# Convolutional Neural Networks for Feature Extraction Trained on High Resolution Images

Training on low resolution images was relatively fast which allows to experiment. As mentioned earlier the task has no numerical metric to compare performances and is based on human perception of final output. Based on my subjective opinion and using BallTree nearest neighbor unsupervised algorithm for predicting 5 most similar looking ones to a given dress, I decided to use a CNN with 3 hidden convolutional layers. 

Now I will build a similarly structured model and train it on high resolution images. As I am running all notebooks on my local machine, the training might be slow. Therefore I will start by training the model with just one hidden convolutional layer and gradually add two more. 

In [23]:
# load packages
import pandas as pd
import numpy as np
import os

from timeit import default_timer as timer
from datetime import timedelta

from keras.preprocessing.image import ImageDataGenerator, image
from keras.models import Sequential
from keras.layers import Conv2D, MaxPooling2D, BatchNormalization, Flatten, Dense

In [2]:
# load train, validation and test sets
train_data = pd.read_csv('data/train_images.csv', header=0)
validation_data = pd.read_csv('data/validation_images.csv', header=0)
test_data = pd.read_csv('data/test_images.csv', header=0)

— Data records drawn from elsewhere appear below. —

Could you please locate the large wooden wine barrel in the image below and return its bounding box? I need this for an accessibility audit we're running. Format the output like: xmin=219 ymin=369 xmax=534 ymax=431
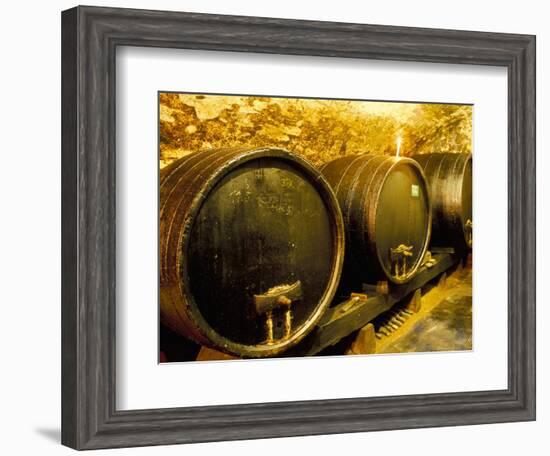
xmin=159 ymin=148 xmax=344 ymax=357
xmin=321 ymin=155 xmax=431 ymax=284
xmin=412 ymin=153 xmax=472 ymax=251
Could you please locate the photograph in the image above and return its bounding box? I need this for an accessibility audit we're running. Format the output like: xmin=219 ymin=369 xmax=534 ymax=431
xmin=158 ymin=91 xmax=474 ymax=363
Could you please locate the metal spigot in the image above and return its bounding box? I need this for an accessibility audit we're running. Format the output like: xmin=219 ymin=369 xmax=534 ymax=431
xmin=390 ymin=244 xmax=413 ymax=279
xmin=254 ymin=280 xmax=302 ymax=345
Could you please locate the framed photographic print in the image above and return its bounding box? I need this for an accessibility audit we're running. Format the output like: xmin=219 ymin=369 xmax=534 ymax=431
xmin=62 ymin=7 xmax=535 ymax=449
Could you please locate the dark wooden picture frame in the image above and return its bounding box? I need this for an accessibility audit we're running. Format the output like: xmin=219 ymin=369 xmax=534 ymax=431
xmin=62 ymin=7 xmax=536 ymax=449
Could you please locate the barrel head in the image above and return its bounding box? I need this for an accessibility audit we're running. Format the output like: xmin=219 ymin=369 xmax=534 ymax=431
xmin=188 ymin=157 xmax=336 ymax=345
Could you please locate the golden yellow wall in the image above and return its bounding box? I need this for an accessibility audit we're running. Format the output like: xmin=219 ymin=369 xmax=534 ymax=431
xmin=160 ymin=93 xmax=472 ymax=167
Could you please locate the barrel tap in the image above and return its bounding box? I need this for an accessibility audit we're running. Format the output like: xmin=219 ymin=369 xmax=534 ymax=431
xmin=254 ymin=280 xmax=302 ymax=345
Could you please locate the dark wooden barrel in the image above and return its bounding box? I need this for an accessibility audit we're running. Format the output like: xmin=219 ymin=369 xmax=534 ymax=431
xmin=159 ymin=148 xmax=344 ymax=357
xmin=413 ymin=153 xmax=472 ymax=251
xmin=321 ymin=155 xmax=431 ymax=284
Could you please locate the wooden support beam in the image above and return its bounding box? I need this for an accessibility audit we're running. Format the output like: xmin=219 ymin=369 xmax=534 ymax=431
xmin=281 ymin=253 xmax=461 ymax=357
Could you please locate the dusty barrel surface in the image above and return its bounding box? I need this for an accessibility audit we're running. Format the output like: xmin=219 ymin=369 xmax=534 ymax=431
xmin=413 ymin=153 xmax=473 ymax=251
xmin=321 ymin=155 xmax=431 ymax=284
xmin=159 ymin=148 xmax=344 ymax=357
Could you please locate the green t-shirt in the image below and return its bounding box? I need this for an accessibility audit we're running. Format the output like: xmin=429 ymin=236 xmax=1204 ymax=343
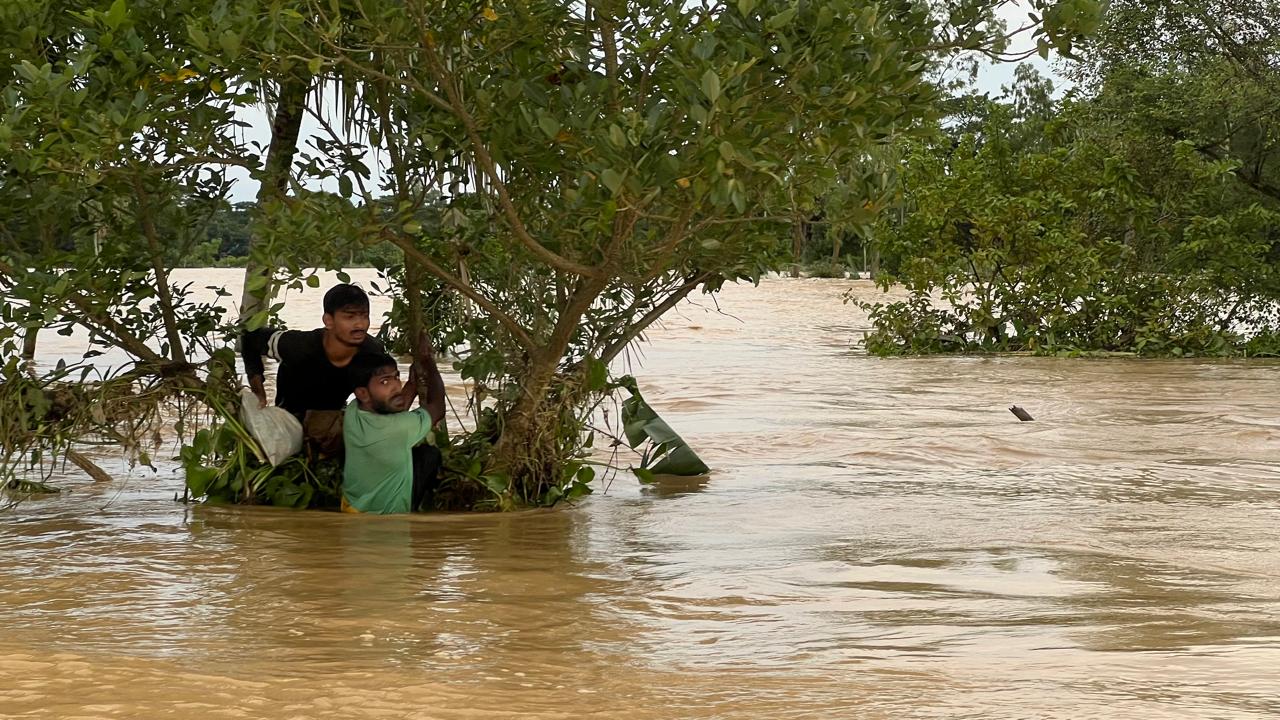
xmin=342 ymin=400 xmax=431 ymax=514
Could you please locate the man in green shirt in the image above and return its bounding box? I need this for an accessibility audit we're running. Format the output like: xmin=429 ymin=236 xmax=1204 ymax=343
xmin=342 ymin=336 xmax=444 ymax=514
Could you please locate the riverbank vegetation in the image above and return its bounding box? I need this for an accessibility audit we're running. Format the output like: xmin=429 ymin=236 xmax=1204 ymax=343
xmin=867 ymin=0 xmax=1280 ymax=356
xmin=0 ymin=0 xmax=1102 ymax=507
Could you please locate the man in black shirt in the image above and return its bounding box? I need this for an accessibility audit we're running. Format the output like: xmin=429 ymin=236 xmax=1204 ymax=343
xmin=241 ymin=283 xmax=384 ymax=420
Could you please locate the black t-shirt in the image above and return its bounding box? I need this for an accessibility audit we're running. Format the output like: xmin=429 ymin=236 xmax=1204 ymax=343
xmin=241 ymin=328 xmax=384 ymax=419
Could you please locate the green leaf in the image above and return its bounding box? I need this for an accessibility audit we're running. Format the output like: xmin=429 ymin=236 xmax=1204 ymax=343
xmin=187 ymin=23 xmax=209 ymax=50
xmin=703 ymin=70 xmax=721 ymax=104
xmin=481 ymin=475 xmax=511 ymax=495
xmin=764 ymin=5 xmax=796 ymax=29
xmin=609 ymin=126 xmax=627 ymax=147
xmin=187 ymin=465 xmax=218 ymax=497
xmin=106 ymin=0 xmax=128 ymax=29
xmin=600 ymin=168 xmax=623 ymax=195
xmin=617 ymin=377 xmax=710 ymax=474
xmin=538 ymin=113 xmax=559 ymax=138
xmin=218 ymin=29 xmax=241 ymax=59
xmin=586 ymin=357 xmax=609 ymax=392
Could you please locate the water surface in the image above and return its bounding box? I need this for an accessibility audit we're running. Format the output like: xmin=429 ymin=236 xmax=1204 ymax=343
xmin=0 ymin=270 xmax=1280 ymax=719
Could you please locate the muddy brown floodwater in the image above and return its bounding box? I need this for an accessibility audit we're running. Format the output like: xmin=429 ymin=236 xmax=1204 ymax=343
xmin=0 ymin=270 xmax=1280 ymax=719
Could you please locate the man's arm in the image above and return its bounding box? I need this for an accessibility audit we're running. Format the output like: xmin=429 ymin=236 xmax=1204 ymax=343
xmin=411 ymin=332 xmax=444 ymax=427
xmin=241 ymin=328 xmax=307 ymax=407
xmin=384 ymin=332 xmax=444 ymax=427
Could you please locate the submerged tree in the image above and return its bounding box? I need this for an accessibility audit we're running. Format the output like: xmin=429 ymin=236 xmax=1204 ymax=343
xmin=0 ymin=0 xmax=1098 ymax=507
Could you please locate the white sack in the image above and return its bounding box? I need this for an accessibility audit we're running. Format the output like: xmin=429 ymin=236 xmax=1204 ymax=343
xmin=241 ymin=389 xmax=302 ymax=466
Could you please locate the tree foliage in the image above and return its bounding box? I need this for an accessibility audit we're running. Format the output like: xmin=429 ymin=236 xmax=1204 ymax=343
xmin=868 ymin=0 xmax=1280 ymax=356
xmin=0 ymin=0 xmax=1100 ymax=507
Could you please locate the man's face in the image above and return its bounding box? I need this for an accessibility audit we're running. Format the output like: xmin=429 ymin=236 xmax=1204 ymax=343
xmin=324 ymin=305 xmax=369 ymax=346
xmin=356 ymin=366 xmax=410 ymax=415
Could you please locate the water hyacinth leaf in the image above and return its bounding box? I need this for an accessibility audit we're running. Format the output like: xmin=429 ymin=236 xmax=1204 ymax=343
xmin=618 ymin=375 xmax=710 ymax=482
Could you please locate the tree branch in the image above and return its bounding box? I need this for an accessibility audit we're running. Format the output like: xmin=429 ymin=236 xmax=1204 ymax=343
xmin=420 ymin=18 xmax=598 ymax=278
xmin=600 ymin=272 xmax=713 ymax=365
xmin=383 ymin=231 xmax=538 ymax=354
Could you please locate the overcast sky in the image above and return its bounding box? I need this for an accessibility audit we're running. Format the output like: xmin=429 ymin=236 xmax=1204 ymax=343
xmin=227 ymin=0 xmax=1066 ymax=202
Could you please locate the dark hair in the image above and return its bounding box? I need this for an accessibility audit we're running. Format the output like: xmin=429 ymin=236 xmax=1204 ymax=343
xmin=324 ymin=283 xmax=369 ymax=315
xmin=347 ymin=352 xmax=399 ymax=387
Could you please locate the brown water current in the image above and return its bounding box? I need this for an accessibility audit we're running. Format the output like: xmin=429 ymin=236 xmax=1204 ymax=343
xmin=0 ymin=270 xmax=1280 ymax=719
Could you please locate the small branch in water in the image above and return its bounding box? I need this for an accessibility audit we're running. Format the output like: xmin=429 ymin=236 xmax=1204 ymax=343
xmin=1009 ymin=405 xmax=1036 ymax=423
xmin=67 ymin=450 xmax=115 ymax=483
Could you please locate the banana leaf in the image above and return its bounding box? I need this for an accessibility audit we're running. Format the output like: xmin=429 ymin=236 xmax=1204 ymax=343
xmin=614 ymin=375 xmax=710 ymax=483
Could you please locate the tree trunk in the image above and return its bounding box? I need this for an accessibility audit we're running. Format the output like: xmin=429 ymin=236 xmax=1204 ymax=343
xmin=241 ymin=77 xmax=311 ymax=323
xmin=791 ymin=215 xmax=804 ymax=278
xmin=22 ymin=325 xmax=40 ymax=373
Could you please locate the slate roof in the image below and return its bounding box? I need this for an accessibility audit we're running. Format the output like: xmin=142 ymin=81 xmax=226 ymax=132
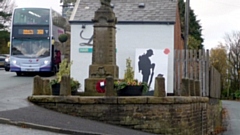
xmin=70 ymin=0 xmax=178 ymax=23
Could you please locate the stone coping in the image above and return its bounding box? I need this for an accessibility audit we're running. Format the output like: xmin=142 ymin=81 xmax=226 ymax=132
xmin=28 ymin=95 xmax=209 ymax=104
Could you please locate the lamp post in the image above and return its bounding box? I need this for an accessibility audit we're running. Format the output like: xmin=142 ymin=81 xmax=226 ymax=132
xmin=184 ymin=0 xmax=190 ymax=77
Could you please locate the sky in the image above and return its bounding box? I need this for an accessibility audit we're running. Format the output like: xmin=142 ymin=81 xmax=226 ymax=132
xmin=15 ymin=0 xmax=240 ymax=49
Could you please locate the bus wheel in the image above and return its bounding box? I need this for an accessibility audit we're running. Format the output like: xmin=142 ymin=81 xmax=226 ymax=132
xmin=16 ymin=72 xmax=22 ymax=76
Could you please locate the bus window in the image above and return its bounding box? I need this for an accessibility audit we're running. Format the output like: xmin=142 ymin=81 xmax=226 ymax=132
xmin=13 ymin=8 xmax=50 ymax=25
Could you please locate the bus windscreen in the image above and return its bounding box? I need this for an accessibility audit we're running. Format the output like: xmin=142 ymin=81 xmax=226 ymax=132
xmin=13 ymin=8 xmax=50 ymax=25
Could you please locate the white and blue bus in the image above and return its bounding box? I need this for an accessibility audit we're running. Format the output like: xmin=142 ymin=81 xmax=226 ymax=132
xmin=10 ymin=7 xmax=68 ymax=76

# load two sets of unlabeled data for further model testing
test_dresses_small = pd.read_csv('data/test_dresses_small.csv', header=0)
test_dresses_large = pd.read_csv('data/test_dresses_large.csv', header=0)

notebook_start=timer()

print('Relevant dataframes loaded')

Relevant dataframes loaded


In [3]:
# create generators for train, validation and test images
train_datagen = ImageDataGenerator(
        rescale=1./255,
        shear_range=0.2,
        zoom_range=0.2,
        validation_split=0.2)

attr_columns = list(train_data.drop(['url', 'Unnamed: 0', 'short_path', 'low_res_url'], axis=1).columns)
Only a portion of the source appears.